[ 
https://issues.apache.org/jira/browse/UNOMI-908?page=com.atlassian.jira.plugin.system.issuetabpanels:all-tabpanel
 ]

Jerome Blanchard updated UNOMI-908:
-----------------------------------
    Description: 
h3. Context

Currently, some Unomi entities (like rules, segment, propertyTypes...) are 
polled in Elastic Search every seconds using Scheduled Job to ensure that if a 
another unomi node has made some modifications on it, it is locally refreshed.
There is no need of explanation to understand that this approach, while 
functioning, is not efficient at all in case of low frequency updates of the 
entity. 
More than that, without a strong scheduler engine capable of watchdog naive 
scheduler implementation can have job (thread) that die. We already faced 
production issues because of that, having nodes with different rule set. 

A second point is with the removal of Karaf Cellar (Karaf cluster bundle and 
config propagation feature) in Unomi 3, a simple cluster topology monitoring 
has been introduced. 
This implementation rely on a dedicated entity : ClusterNode stored in a 
dedicated index of elasticsearch.  
Every 10 seconds (using also a scheduled job), the ClusterNode document is 
updated by setting its heartbeat field to the current timestamp. In the same 
time, other ClusterNode are checked to see if the latest heartbeat is fresh 
enough to keep it or not.
This topology management is very resource-intensive and does not follow state 
of the art in terms of architecture. 
Topology information is not something that need to be persisted expect for 
audit (which is not the case here) and need to be managed in memory using 
proven algorithm.
h3. Proposal

The goal here is to propose a solution that will serve both problems by relying 
on external, proven and widely use solution : Distributed Caching with 
Infinispan.

Because distributed caching libraries needs to rely on a cluster topology 
manager inside, we could use the same tools for managing entities cache without 
polling AND to discover and monitor the cluster topology.

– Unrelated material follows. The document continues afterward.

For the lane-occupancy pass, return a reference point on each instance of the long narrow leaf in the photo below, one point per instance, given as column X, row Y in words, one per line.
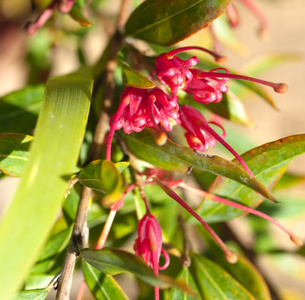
column 53, row 156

We propose to use generic caching feature already available for Karaf : 
infinispan. It will be package in a dedicated generic caching service based on 
annotated methods and directly inspired from the current Unomi entities cache.

Thus, the underlying JGroup library used in Infinispan will also be exposed to 
refactor the Unomi ClusterService instead of using persistence entity.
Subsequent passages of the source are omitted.